Au sein d'une scène metal symphonique à chant féminin sud-américaine aujourd'hui en constante évolution, c'est sans complexe que ce jeune et talentueux quintet chilien originaire de Santiago vient à son tour tenter sa chance. A l'image de Elessär,
Daemon Lost,
Vandroya,
Abrasantia ou
Lyria, le discret combo officie dans un rock'n'metal mélodico-symphonique progressif plutôt avenant, voire pimpant, un poil grandiloquent mais techniquement non ostentatoire, d'une fringante mélodicité, dans la droite lignée de
Nightwish,
Xandria,
Amberian Dawn,
Dark Sarah et consorts. Quels seraient alors les arguments de cette nouvelle recrue pour espérer nous retenir plus que de raison et nous faire, par là-même, oublier l'empreinte de ses illustres maîtres inspirateurs ?
Née en 2011 sous l'appellation Quimera, ce n'est qu'en 2015 que cette formation prendra le nom de Halekin ; le temps pour nos valeureux acolytes de peaufiner leurs harmoniques, de sculpter chacune de leurs paroles et d'asseoir leur logistique sur des bases solides. Dans ce dessein, une étroite et fructueuse collaboration s'est esquissée entre le batteur et ingénieur du son Serious
Pyro, le bassiste, vocaliste et compositeur Mauricio Moya, le claviériste, arrangeur et compositeur Alberto Peña, le guitariste Daniel Espinosa et la parolière et frontwoman Fuza (dont la tessiture n'est pas sans renvoyer à celle d'une certaine
Tarja à ses débuts). D'un intense et minutieux travail d'équipe naît, un an plus tard, leur introductif album full length répondant au nom de «
Circus Dream » ; auto-production modeste de ses 37 minutes sur lesquelles ne s'enchaînent guère plus de 8 pistes, jouissant chacune d'un mixage bien équilibré, signé Cristián Olivares (Studio Audiocustom), doublé d'une belle profondeur de champ acoustique.
Comme souvent dans ce registre, l'opus s'ouvre sur un instrumental d'obédience metal symphonico-progressif à orientation cinématique. Cela étant, contrairement à nombre de ses homologues, le combo chilien a conféré à l'éponyme et substantielle entame «
Circus Dream » une saisissante gradation du corps instrumental, de sémillantes rampes synthétiques sous couvert d'arrangements ''nightwishiens'' d'excellente facture ainsi que des finitions passées au peigne fin. Une manière plus qu'engageante d'ouvrir le bal...

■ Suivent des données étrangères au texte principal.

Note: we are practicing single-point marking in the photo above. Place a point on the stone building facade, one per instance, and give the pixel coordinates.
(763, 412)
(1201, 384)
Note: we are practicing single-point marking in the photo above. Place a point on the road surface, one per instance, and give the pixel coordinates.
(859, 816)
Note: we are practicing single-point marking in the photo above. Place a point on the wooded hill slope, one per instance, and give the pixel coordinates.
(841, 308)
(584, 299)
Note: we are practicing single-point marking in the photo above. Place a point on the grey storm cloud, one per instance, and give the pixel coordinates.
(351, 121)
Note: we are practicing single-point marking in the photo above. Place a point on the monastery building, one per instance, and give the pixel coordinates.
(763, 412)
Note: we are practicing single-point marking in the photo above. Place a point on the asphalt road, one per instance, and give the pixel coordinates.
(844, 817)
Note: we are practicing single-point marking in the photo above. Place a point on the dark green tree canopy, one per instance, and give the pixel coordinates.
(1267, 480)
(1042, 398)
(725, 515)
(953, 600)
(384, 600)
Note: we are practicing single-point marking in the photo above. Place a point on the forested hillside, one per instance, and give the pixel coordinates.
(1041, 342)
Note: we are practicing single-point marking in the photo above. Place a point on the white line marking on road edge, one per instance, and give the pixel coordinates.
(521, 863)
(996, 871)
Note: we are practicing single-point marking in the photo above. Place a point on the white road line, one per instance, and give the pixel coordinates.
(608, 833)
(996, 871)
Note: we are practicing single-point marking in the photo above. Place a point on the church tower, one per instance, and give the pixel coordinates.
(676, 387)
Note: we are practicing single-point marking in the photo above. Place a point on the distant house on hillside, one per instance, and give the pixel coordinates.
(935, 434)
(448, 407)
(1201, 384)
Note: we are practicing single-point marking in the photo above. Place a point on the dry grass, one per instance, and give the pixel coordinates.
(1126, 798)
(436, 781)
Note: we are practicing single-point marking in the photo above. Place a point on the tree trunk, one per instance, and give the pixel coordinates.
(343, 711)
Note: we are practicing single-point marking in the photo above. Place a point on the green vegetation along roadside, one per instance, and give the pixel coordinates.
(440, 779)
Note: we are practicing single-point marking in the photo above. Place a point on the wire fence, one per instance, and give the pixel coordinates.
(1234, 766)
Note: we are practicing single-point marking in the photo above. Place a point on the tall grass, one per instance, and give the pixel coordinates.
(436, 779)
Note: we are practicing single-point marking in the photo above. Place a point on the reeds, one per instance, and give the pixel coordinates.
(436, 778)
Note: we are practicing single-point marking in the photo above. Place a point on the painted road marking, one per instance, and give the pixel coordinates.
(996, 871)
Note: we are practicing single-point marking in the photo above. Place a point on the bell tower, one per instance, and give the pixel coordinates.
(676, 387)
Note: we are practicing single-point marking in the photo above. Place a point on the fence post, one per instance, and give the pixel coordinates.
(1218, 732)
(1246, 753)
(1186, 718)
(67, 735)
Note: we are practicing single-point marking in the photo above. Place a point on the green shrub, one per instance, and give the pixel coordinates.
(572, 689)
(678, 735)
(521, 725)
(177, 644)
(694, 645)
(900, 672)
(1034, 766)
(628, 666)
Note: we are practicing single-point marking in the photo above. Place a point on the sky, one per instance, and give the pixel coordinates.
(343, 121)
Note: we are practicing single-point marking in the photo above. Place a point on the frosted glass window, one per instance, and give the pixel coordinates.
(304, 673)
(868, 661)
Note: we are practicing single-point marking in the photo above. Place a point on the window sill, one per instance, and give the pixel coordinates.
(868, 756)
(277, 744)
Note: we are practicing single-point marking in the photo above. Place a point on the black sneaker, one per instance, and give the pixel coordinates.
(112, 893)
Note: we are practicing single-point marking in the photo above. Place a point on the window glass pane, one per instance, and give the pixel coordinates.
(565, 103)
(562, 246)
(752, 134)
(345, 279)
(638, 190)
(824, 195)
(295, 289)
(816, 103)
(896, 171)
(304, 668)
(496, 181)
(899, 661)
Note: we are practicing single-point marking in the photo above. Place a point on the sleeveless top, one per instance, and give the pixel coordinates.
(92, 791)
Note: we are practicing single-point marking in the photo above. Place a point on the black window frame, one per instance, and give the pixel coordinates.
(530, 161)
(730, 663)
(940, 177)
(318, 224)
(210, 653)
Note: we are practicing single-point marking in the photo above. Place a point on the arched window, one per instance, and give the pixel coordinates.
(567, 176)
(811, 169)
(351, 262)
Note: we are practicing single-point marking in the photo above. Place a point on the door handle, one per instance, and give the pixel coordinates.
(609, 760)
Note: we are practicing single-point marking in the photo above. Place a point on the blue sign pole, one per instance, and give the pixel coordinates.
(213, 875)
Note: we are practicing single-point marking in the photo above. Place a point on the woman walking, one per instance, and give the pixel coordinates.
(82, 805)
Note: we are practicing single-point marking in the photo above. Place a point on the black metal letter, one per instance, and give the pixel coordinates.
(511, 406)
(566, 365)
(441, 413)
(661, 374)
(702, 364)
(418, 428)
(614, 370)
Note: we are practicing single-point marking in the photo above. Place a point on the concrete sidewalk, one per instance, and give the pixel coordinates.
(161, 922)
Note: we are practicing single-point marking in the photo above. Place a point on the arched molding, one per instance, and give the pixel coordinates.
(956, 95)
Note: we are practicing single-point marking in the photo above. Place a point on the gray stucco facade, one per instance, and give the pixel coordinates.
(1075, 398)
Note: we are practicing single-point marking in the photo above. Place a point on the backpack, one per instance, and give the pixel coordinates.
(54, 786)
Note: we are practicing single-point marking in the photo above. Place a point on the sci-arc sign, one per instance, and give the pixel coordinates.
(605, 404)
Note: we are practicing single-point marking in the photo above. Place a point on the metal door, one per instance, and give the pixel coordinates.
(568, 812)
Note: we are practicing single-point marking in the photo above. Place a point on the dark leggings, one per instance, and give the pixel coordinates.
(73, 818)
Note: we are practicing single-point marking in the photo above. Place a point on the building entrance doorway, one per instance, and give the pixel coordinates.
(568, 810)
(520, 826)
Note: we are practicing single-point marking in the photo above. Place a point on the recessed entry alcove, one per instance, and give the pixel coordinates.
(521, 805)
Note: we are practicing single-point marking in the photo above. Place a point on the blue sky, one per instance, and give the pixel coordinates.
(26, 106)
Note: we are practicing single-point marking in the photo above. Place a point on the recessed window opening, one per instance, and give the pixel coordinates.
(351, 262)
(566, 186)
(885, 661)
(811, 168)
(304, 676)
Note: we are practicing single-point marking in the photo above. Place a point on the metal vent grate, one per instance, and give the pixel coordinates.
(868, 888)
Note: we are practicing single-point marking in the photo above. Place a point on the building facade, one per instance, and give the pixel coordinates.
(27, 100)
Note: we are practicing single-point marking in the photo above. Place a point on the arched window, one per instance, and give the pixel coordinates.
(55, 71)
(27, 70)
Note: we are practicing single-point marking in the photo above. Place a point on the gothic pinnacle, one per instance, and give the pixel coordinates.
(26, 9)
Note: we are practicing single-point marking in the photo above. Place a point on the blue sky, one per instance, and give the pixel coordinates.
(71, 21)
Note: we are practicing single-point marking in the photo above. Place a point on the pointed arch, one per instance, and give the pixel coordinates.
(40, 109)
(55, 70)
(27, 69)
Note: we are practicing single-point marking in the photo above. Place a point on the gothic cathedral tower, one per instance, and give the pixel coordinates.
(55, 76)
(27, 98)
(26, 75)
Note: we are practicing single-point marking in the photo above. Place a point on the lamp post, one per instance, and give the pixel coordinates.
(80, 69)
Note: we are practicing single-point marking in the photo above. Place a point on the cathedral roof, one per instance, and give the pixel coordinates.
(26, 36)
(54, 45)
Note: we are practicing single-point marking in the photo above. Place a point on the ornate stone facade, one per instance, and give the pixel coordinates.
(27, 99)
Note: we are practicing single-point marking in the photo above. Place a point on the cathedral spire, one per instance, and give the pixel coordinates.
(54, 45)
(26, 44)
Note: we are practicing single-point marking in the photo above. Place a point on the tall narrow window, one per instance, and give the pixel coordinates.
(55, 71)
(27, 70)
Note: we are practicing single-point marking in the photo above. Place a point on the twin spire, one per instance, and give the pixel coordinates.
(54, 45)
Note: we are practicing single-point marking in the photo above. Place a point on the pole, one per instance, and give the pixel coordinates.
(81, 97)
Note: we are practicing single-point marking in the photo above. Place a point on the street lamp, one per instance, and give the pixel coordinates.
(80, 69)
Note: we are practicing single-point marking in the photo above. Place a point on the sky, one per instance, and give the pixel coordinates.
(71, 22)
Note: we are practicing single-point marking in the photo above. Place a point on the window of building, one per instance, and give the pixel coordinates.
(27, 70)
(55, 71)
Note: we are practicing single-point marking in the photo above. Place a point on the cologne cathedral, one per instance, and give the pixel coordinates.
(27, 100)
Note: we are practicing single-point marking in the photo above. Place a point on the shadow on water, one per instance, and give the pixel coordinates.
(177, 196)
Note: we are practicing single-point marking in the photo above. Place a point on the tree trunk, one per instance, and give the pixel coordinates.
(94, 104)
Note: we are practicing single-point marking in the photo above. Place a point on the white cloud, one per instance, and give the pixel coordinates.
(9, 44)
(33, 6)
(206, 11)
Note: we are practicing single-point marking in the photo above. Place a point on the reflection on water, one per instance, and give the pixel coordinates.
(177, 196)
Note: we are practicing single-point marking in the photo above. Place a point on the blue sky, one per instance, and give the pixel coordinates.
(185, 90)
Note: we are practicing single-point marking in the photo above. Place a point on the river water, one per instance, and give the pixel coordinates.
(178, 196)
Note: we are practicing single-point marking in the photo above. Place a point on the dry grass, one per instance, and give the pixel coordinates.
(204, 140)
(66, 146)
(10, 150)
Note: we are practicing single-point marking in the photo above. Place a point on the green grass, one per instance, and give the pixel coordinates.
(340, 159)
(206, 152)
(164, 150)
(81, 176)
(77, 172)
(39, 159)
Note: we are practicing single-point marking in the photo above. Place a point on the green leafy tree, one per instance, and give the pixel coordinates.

Lorsqu'il évolue sur des charbons ardents, le combo nous mène en de luxuriants paysages de notes, le plus souvent propices à un inconditionnel enivrement de nos sens. Ce qu'illustre notamment le ''xandrien'' « The Price of
Heaven », grisant up tempo aux riffs épais adossés à une sanglante rythmique et aux truculents gimmicks guitaristiques. Mis en habits de lumière par les cristallines volutes de la déesse, couplets finement ciselés et refrains catchy de ce hit en puissance glissent avec célérité dans nos tympans alanguis. On ne résistera pas davantage à l'appel de la sirène sur « Madness », galvanisant mid tempo power symphonique oscillant entre
Diabulus In Musica, eu égard à son ensorcelant cheminement mélodique, et
Ancient Bards, quant à l'intarissable pugnacité de ses frappes. Pourvu de gracieuses séries de notes exhalant d'un clavecin samplé et d'un tapping headbangant, l'efficace méfait saura nous pousser dans nos derniers retranchements.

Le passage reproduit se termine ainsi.